Gina soon left, and Jessica showed Brooke the rest of the house. There were two bedrooms, one at the front of the house, where Jessica and Scott slept, and the other, down the hall, which Brooke had to share with Lily, Jessica and Scott’s nine-year-old daughter. When Brooke met Lily later that afternoon, the older girl announced that since it was her house, first, she was in charge of their room. At this, Brooke rolled her eyes, but at the time, kept her mouth shut.

Over the next several weeks, as she tried to get used to another new school and living in a house with three strangers, Brooke stayed on her best behavior, which wasn’t the easiest thing to do with Lily around. The older girl talked incessantly, and it drove Brooke crazy.

“I love my teacher,” Lily said. “She has the nicest smile and always gives me the papers to hand out to the rest of the class. Mrs. Pearson wasn’t like that last year. She was cranky all the time. We used to laugh at the stupid glasses she wore, but then I felt bad about it and told the other kids they should stop, which Mom said I was brave to do and I think she was right. Do you think that was brave?”

“I think you should shut up,” Brooke said, sounding as nasty as she could. She was already sick of the sound of Lily’s yammering. And then, she couldn’t help it, Brooke threw her math book at Lily’s head. Lily ran to her mother and tattled, of course, and as punishment, Jessica told Brooke that she had to stay alone in her room for the rest of the night, missing out on the pizza they were going to order and the video they had rented—Mr. Mom.

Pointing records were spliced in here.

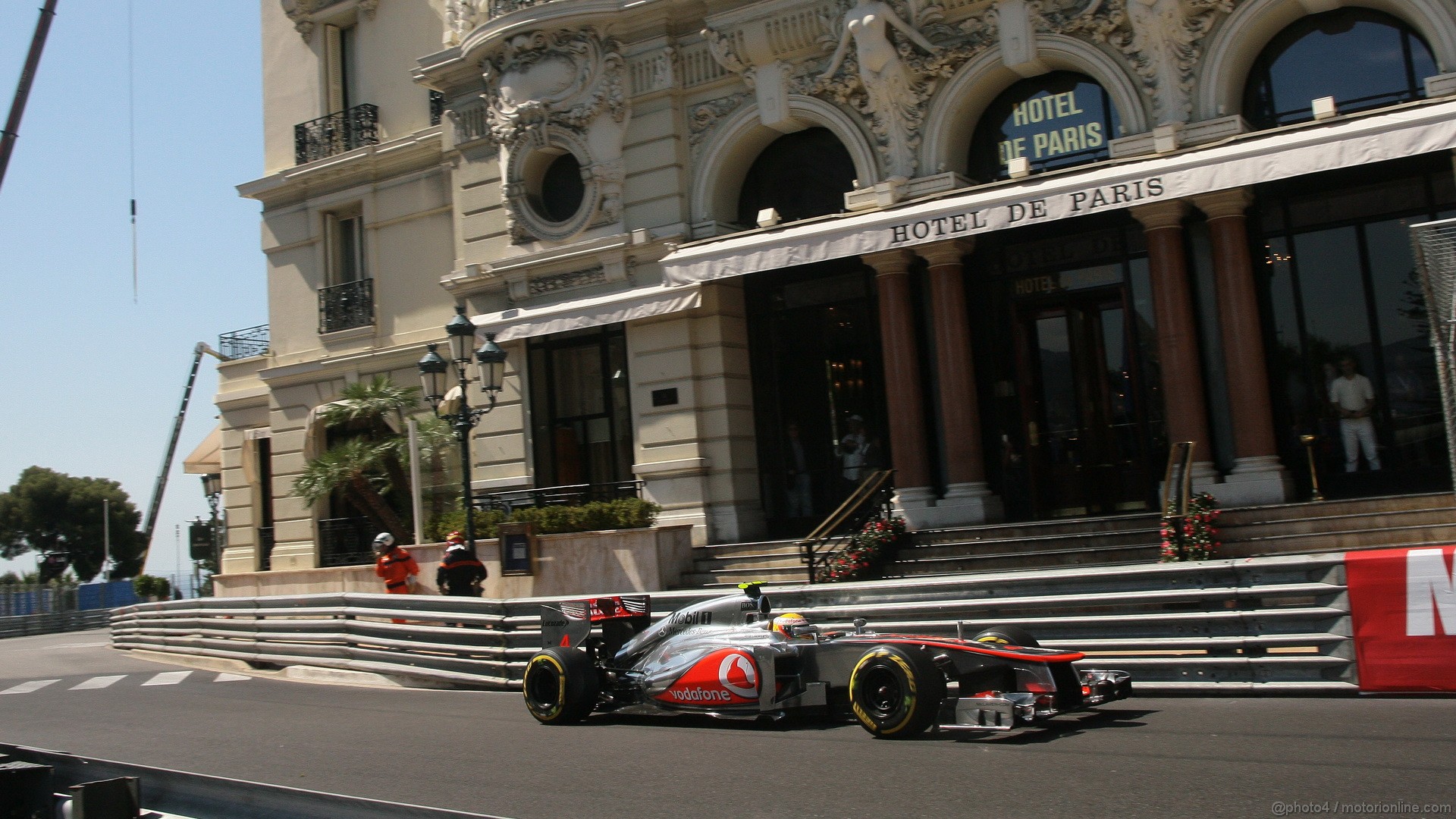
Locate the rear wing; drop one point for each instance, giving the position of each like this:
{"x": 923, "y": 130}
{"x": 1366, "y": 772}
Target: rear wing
{"x": 570, "y": 623}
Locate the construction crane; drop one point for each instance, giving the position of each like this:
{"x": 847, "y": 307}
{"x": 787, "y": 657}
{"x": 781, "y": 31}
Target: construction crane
{"x": 22, "y": 93}
{"x": 172, "y": 447}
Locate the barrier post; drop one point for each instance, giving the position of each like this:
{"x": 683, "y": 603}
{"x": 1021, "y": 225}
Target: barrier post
{"x": 1177, "y": 493}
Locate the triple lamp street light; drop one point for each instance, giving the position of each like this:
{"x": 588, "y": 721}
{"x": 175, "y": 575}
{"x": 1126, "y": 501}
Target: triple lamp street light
{"x": 491, "y": 372}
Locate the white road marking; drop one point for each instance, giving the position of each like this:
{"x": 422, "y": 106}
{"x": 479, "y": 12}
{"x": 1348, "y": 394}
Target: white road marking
{"x": 168, "y": 678}
{"x": 98, "y": 682}
{"x": 30, "y": 687}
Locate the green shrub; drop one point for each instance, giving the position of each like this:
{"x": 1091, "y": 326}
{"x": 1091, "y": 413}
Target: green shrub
{"x": 623, "y": 513}
{"x": 149, "y": 586}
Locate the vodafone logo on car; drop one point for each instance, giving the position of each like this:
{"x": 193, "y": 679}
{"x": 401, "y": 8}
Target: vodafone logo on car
{"x": 727, "y": 676}
{"x": 1402, "y": 604}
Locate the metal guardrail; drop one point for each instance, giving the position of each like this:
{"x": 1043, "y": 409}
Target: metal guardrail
{"x": 1277, "y": 624}
{"x": 202, "y": 796}
{"x": 55, "y": 623}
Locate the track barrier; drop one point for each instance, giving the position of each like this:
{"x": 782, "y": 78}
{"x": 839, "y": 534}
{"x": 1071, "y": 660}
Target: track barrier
{"x": 1273, "y": 624}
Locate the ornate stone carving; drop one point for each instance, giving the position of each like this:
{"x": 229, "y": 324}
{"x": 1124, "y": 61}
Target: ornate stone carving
{"x": 889, "y": 80}
{"x": 302, "y": 12}
{"x": 462, "y": 17}
{"x": 551, "y": 93}
{"x": 702, "y": 118}
{"x": 568, "y": 280}
{"x": 1161, "y": 39}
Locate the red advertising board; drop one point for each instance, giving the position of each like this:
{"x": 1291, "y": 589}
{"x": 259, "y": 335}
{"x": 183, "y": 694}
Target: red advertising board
{"x": 1404, "y": 610}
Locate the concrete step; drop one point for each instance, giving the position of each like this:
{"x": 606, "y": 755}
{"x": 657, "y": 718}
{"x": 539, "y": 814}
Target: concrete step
{"x": 965, "y": 564}
{"x": 1038, "y": 529}
{"x": 1234, "y": 531}
{"x": 1334, "y": 507}
{"x": 1386, "y": 537}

“You can eat in here and think about what you’ve done,” Jessica said. She brought a sandwich and a glass of milk, then left again, closing the door behind her. Brooke pulled the sandwich apart and smeared mayonnaise, turkey, and cheddar cheese across the cheery yellow paint on the wall. I hate you, she thought as she poured the milk on Lily’s pillow.

A while later, Scott came to check on her. When he discovered what she had done, his eyes darkened as he took a couple of steps over to where she lay on her bed, her arms crossed over her chest. “Get up,” he growled.

Brooke glared at him, her chin raised, but didn’t move.

“Fine,” he said. He grabbed her, lifted her up, and managed, despite how she flailed against him, to sit and then lay her facedown, over the tops of his thighs.